After that we just had a go with some co-op missions and also had a few rounds of Bjällbo. They co-operate extremely well when I lead them but as soon as I die or split them into smaller groups they get nothing done at all in a weird state of democratic anarchy where they all have to agree before they do anything and it still won't go as they plan. If one guy takes the leading role until he goes asking the others for advice again he goes through the orders way too slow. Rest assure this is something I will beat out of their heads with a butt-stock. How you beat stuff out of heads with a butt-stuck is beyond me, but you get the picture.

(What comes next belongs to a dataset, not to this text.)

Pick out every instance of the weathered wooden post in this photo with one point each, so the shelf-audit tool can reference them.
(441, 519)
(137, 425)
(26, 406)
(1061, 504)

This state of democratic anarchy eventually led up to one of the most hilarious session of OilWar I've ever seen. As always in that mission I kicked the bucket in the beginning. Don't know what that mission has against me. When U_U, Quicky and Ices snatched the UAZ to drive to the Fuel Depot they went way off-target. "OK, just drive off-road to the south round these woods and we'll find it", Ices advised. "Bah! There's a road here, I'll just follow it and I'm sure we'll end up right", Quicky replied. They were oblivous of the columns of russian tanks that rolled by them, just meters away from getting spotted. They drove past patrols and didn't notice them, not even when they started firing at them. Quicky soon gave himself the nickname Rally-Quicky. It wasn't until 7 PM when Quicky remarked that he probably had to go to bed now since his parents were going up and he didn't want them to notice that he had been playing all night long that the 12-hour session ended.
Now for the results; h3adache and U_U are still the top players. They may not be leader-material (yet) but they are the players that are most willing to learn and least interested in whining. They are mature and learn from their misstakes. It's a joy fighting with them under my command as they are bright enough to react and adapt without me baby-sitting them but they are mature and responsible enough to see past things like most kills and being the front man. Put them in support and they can sit and watch a direction for 15 minutes without a word, still doing their job with 100% concentration at times when even I get impatient enough to let my guard down.
Ices and Quicky are very similiar when it comes to OFP, but very different when it comes to personality. They are both active and keen to point out issues and they are both hungering for command. They may not be as good as h3adache and U_U on taking commands, but they are still easy to command and play with. They do what their told. These are the lads that don't want to play with the big guns, these are the lads that want to play with the big responsibility.
Stealth. Right, here's an issue. Part of me says he'll learn, that he's just nervous and has probably not done anything even remotely close to this before. And he really means well, is eager to improve and play. He's the lad that goes on MSN, pushing me to start training at 16.00, before I've even had time to eat breakfast since last night/morning's gaming. The other part of me says that he's a hopeless case. He lacks the patience and the quick and tactical thinking that OFP-players must have. His range-estimation is laughable, his leadership skills are non-existant, he gets nervous and unreliable in OPs and exercises. During engagements on patrols I don't even know if he's in a firing position or if he's running about trying to figure out what the fuck he's supposed to do. I sure as hell ain't hearing that KSP90 putting down covering fire, that's for sure.
But then the first part of me says "I was once where Stealth is right now, wasn't I?"